Der Duft von Keksen und Kaffee liegt in der Luft. Auf der Bühne tummelt sich eine Schar von Sechsjährigen. Nervös bohren sie in der Nase, kichern und wippen von einem Bein auf das andere. Sie sind als Bäcker, Engerl und Nikolo verkleidet. Sie grinsen so breit, dass die Zahnlücken hervorblitzen. Das Publikum wartet mit Vorfreude auf die Weihnachtsvorstellung der Volksschulklasse, die heuer ihren ersten Auftritt auf der Bühne hat. Die Aufregung der Erstklässler ist nicht verwunderlich. Denn der Großteil des Publikums ist um über acht Jahrzehnte älter als sie. Anders als die Kinder zieht es sie fast täglich hierher - in den Pensionistenklub Liebknechtgasse in Ottakring. Viele Pensionisten kommen, um nicht allein vor dem Fernseher zu sitzen. Hier treffen sie sich mit anderen, spielen Karten, tratschen und knüpfen Freundschaften.

Beim Arzt abgeworben

Die 84-jährigen Rita H. ist vor zwölf Jahren das erste Mal im Klub gewesen und kommt seither drei Mal pro Woche - am liebsten, um Tarock zu spielen, mit einem Einsatz von zwei Cent. "Wenn keiner zum Kartenspielen da ist, quatschen wir", sagt die lebhafte Frau. Als ihr Mann vor zwölf Jahren an Krebs gestorben und die Tochter an Multipler Sklerose erkrankt ist, hat sie beschlossen, nicht mehr länger alleine zuhause herumzusitzen. "In meinem Alter ist es wirklich ein Vorteil, hierher zu kommen", so die Pensionistin mit grünem Lidschatten. Hier lerne man neue Leute kennen. Eine ihrer Freundinnen ist Eva, die gegenüber auf dem mit Tannenzweigen und einem Weihnachtsstern geschmückten Tisch sitzt. Ein goldener Pappteller mit Weihnachtskeksen steht zwischen den Damen. Eva wurde vor einem Jahr von der redefreudigen Rita bei einem Arztbesuch im Wartezimmer "angeworben" und kommt seitdem auch gelegentlich. Beide sind von der Show der Taferlklassler gerührt und bewundern die künstlerischen Talente der Kinder. "Unglaublich, wie viele Gedichte die sich auswendig gemerkt haben. Die haben ja sicher Monate dafür geübt", sagt Rita.

Männer sterben früher

Zwei jüngere Frauen bedienen die alten Menschen. Es sind die beiden "Klubdamen" - wie sie von den Gästen genannt werden - Elisabeth und Caroline. Sie sorgen dafür, dass sich im Klub alle wohlfühlen. Mit einem warmen Lächeln schenkt Caroline den Besuchern Kaffee ein. "Darfs noch ein Kuchen sein?", fragt sie das Ehepaar Resi und Alois. Die beiden sind dem Angebot nicht abgeneigt.

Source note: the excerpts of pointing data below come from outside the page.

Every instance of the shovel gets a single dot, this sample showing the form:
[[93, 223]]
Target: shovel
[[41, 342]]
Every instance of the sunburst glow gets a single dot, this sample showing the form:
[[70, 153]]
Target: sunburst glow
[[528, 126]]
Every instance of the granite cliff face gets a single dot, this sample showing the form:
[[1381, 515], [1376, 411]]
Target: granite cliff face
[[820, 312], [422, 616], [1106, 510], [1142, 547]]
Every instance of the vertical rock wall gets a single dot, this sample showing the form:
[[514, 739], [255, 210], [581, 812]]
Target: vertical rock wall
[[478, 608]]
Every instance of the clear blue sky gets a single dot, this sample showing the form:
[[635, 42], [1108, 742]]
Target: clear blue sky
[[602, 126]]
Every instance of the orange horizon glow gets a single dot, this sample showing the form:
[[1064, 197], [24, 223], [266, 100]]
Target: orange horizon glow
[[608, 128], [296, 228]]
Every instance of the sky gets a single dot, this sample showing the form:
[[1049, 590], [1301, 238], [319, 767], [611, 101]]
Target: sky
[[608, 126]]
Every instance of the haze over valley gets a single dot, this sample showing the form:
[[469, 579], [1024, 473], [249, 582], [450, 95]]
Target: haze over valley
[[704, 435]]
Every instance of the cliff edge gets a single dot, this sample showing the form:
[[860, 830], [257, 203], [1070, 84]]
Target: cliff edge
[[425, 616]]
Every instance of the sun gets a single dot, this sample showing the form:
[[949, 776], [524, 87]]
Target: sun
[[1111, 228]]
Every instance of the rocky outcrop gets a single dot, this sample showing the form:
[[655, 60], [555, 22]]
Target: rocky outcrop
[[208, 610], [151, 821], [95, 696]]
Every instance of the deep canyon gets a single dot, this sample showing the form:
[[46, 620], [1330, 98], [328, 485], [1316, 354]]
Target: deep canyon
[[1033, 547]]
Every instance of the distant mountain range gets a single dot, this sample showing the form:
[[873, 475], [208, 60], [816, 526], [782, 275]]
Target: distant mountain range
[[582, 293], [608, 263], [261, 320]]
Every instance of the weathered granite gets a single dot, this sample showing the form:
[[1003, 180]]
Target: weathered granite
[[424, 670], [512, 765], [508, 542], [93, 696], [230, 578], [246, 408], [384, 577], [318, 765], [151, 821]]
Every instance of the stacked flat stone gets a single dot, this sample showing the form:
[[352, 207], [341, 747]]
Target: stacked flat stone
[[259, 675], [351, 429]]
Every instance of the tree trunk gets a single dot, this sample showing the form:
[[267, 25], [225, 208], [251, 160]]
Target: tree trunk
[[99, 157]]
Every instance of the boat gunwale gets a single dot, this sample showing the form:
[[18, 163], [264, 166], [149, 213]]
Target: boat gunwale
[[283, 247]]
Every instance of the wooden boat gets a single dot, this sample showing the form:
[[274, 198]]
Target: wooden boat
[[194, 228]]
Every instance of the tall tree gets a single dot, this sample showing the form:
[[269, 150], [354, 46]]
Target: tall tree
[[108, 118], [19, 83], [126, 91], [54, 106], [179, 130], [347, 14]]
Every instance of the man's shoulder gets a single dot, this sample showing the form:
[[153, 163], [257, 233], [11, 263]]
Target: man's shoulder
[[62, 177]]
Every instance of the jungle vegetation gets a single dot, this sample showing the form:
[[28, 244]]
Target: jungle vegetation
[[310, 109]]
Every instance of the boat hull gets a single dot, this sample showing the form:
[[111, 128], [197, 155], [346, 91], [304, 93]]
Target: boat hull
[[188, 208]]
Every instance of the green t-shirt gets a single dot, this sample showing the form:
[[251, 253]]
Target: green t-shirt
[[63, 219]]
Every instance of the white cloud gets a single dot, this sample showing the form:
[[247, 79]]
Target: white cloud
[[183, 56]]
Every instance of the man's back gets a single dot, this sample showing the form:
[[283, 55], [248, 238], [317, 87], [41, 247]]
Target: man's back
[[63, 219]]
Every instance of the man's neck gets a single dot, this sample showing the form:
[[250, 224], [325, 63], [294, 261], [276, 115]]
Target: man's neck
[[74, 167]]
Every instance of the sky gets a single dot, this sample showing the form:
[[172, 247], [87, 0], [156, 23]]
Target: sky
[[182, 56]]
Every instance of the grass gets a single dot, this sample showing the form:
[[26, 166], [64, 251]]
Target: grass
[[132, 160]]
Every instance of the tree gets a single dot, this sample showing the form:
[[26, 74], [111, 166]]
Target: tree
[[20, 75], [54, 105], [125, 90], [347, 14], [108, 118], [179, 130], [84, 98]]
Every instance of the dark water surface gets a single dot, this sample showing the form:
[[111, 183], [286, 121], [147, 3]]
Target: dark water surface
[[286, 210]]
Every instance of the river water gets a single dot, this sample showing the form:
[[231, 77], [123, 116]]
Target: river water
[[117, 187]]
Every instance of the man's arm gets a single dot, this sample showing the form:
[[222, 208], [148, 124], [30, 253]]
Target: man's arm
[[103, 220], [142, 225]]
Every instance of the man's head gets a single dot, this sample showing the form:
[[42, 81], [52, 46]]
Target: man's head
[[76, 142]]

Resi und Alois sind seit 55 Jahren verheiratet und wohnen wie alle Besucher noch in den eigenen vier Wänden. Zum geselligen Beisammensein kommen sie aber ein bis zwei Mal pro Woche in den Klub. "Wir plaudern immer recht viel und spielen Bauernschnapsen", erzählen sie. Auch bei den organisierten Ausflügen und Festen sind sie gerne dabei. Zu Weihnachten haben sie den Vorteil, nicht alleine zu sein. "Am Heiligen Abend sind wir eingeteilt", sagen sie. Ihre Tochter komme mit dem Enkerl zu ihnen und am nächsten Tag werde dann beim Sohn und dem anderen Enkerl gefeiert. "Am 26. Dezember haben wir dann frei", sagt Resi.